Tous ces faits du jeu
théâtral ont été assurés par une brochette de comédiens et de comédiennes
béninois distribués, dont le professionnalisme n’a fait qu’exploser davantage :
Josette Loupéda et Carole Lokossou, les coépouses du roi, Eliane Chagas, notamment, dans le rôle de l’intrigante
Vitchégan, Nathalie Hounvo-Yèkpè, Sandra Adjaho, Nicole Dadjo, Nadjibath
Ibrahim, Espoir Abogourin, Blanche Hounga, Félicité Gounou, Céciline Abissi,
entre autres, toutes des griottes, Koffi Gahou le ’’Guèdègbé’’, devin du roi, Patrick
Gbaguidi, Raphaël Hounto, Fidèle Anato, James Salanon, alias ''Major'', Bardol Migan, le ministre de la
justice, Franck Béhanzin le ’’Yovogan’’, Mathieu Koko le ’’Mèhou’’, Serge
Zossou le ’’Gahou Goutchili’’, chef des armées du royaume, et, surtout, Nicolas
Houénou de Dravo, dans le rôle tant exposant de Béhanzin.
En outre, le metteur en
scène, Jean-Michel Coulon et le bibliothécaire, David Longin, ont assuré les
rôles respectifs de représentants coloniaux.
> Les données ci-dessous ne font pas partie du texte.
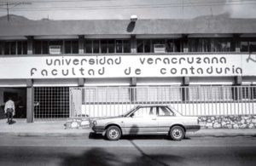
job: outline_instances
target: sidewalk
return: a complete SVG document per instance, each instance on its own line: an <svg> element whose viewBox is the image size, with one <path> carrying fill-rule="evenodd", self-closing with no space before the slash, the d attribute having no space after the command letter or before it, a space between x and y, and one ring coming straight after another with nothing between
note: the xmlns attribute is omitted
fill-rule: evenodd
<svg viewBox="0 0 256 166"><path fill-rule="evenodd" d="M35 122L27 123L26 119L15 119L15 123L9 125L6 119L0 120L0 135L15 136L89 136L92 130L65 129L66 121ZM188 137L231 137L256 136L256 129L201 129L195 133L187 133Z"/></svg>

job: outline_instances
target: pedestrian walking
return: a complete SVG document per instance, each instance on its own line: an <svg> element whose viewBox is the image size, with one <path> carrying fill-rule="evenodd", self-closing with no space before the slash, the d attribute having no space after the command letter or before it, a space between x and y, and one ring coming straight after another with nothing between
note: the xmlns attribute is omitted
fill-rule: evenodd
<svg viewBox="0 0 256 166"><path fill-rule="evenodd" d="M11 124L13 122L13 117L15 115L15 106L11 97L5 103L4 112L7 114L8 123Z"/></svg>

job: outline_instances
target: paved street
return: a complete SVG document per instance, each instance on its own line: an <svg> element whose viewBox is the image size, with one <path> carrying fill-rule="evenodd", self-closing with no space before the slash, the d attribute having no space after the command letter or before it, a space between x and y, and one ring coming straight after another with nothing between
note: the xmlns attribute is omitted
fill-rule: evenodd
<svg viewBox="0 0 256 166"><path fill-rule="evenodd" d="M256 137L0 135L0 165L255 165Z"/></svg>

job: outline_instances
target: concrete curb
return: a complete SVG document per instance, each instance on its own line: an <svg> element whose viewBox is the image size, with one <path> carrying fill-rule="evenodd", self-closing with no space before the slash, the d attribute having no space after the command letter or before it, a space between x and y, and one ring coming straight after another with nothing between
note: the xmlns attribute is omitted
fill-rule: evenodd
<svg viewBox="0 0 256 166"><path fill-rule="evenodd" d="M11 136L45 136L45 137L84 137L88 139L90 129L65 129L56 132L0 132L0 135ZM187 133L186 137L256 137L256 129L204 129L195 133Z"/></svg>

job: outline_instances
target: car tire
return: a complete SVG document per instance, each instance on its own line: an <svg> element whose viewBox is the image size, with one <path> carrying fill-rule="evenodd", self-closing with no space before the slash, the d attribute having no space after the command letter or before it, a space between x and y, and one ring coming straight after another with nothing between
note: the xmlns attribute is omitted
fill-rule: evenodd
<svg viewBox="0 0 256 166"><path fill-rule="evenodd" d="M110 126L107 129L106 136L109 140L118 140L121 135L121 130L117 126Z"/></svg>
<svg viewBox="0 0 256 166"><path fill-rule="evenodd" d="M182 140L185 137L185 131L181 126L173 126L170 130L170 136L173 140Z"/></svg>

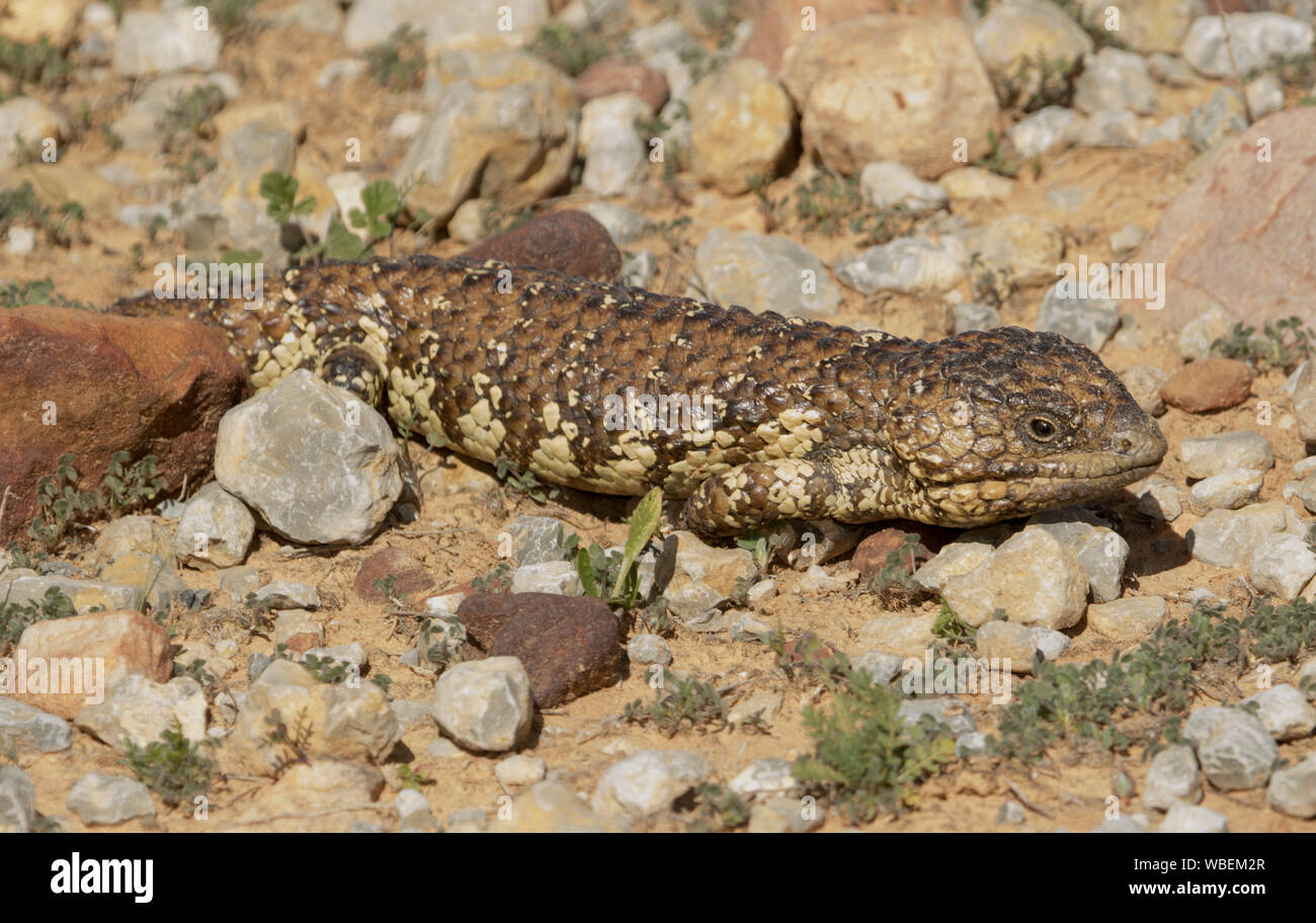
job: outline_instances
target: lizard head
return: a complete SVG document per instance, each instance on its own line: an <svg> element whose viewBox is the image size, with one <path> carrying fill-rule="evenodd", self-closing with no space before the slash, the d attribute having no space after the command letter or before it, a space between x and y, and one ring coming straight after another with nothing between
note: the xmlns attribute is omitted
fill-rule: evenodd
<svg viewBox="0 0 1316 923"><path fill-rule="evenodd" d="M1157 469L1161 427L1091 350L1054 333L974 330L900 355L887 444L920 508L976 526L1111 493Z"/></svg>

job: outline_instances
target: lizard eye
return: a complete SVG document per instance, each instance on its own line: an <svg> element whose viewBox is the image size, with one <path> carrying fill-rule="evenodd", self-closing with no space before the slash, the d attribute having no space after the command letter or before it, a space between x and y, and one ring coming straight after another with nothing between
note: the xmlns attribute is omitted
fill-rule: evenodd
<svg viewBox="0 0 1316 923"><path fill-rule="evenodd" d="M1055 425L1045 417L1033 417L1028 421L1028 431L1032 433L1034 439L1046 442L1055 435Z"/></svg>

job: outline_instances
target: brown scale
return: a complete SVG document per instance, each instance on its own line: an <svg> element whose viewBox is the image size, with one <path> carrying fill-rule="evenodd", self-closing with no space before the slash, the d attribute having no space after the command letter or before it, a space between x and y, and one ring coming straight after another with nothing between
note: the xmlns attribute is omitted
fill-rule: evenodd
<svg viewBox="0 0 1316 923"><path fill-rule="evenodd" d="M692 448L717 443L696 446L686 431L645 433L640 442L654 463L638 479L603 488L590 476L626 458L615 451L624 434L604 426L604 398L628 385L692 402L712 394L724 406L716 429L734 439L722 462L753 467L704 475L683 515L701 531L774 518L780 510L769 509L769 494L799 477L809 496L797 506L809 513L825 506L845 521L912 515L979 525L1099 496L1150 473L1165 452L1158 427L1119 379L1057 334L1004 327L926 343L428 255L326 263L292 271L284 284L317 350L362 343L365 318L378 325L388 338L383 380L397 368L432 381L430 408L458 451L466 451L458 421L479 401L492 404L496 385L501 400L492 417L507 429L497 454L545 480L620 493L662 484ZM253 312L225 302L197 312L253 363L292 327L283 284L270 288ZM138 300L116 310L178 308ZM315 367L315 358L299 359ZM561 423L576 429L570 462L582 477L533 467L541 440L569 429L559 423L549 433L550 402ZM770 458L758 433L805 409L821 439L805 459L808 471L799 460ZM776 429L784 434L784 422ZM991 486L1000 481L1008 489ZM891 502L854 509L874 488Z"/></svg>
Et, Adolphe Koffi Alladé, acteur
aussi, a coordonné les chants et les danses par le biais de son groupe de
ballet, ’’Hwendo na bua’’, sans oublier Koffi Gahou s’étant aussi chargé des
costumes et des accessoires. Du côté de la régie du spectacle, Bruno Adadja a
fait montre d’une science sans failles.
Le gros hic
« Nous acceptons
de rencontrer ceux-là qui nous permettront enfin de mettre en place les
soubassements, les fondements d’une culture de la vraie culture ». Ainsi s’est
exprimé, quelque peu déçu, à la fin de la représentation théâtrale, Tola
Koukoui, entouré par les comédiens ayant salué le public et avec, à sa
proximité, le Professeur Adrien Huannou, organisateur des manifestations d’hommage
au Feu Jean Pliya ; il cherchait des yeux un représentant du Gouvernement pour
mettre fin officiellement à celles-ci, le spectacle venant clore les activités
de la commémoration du premier anniversaire du décès de cet homme de Lettres,
de culture, de naturothérapie et d’évangélisation.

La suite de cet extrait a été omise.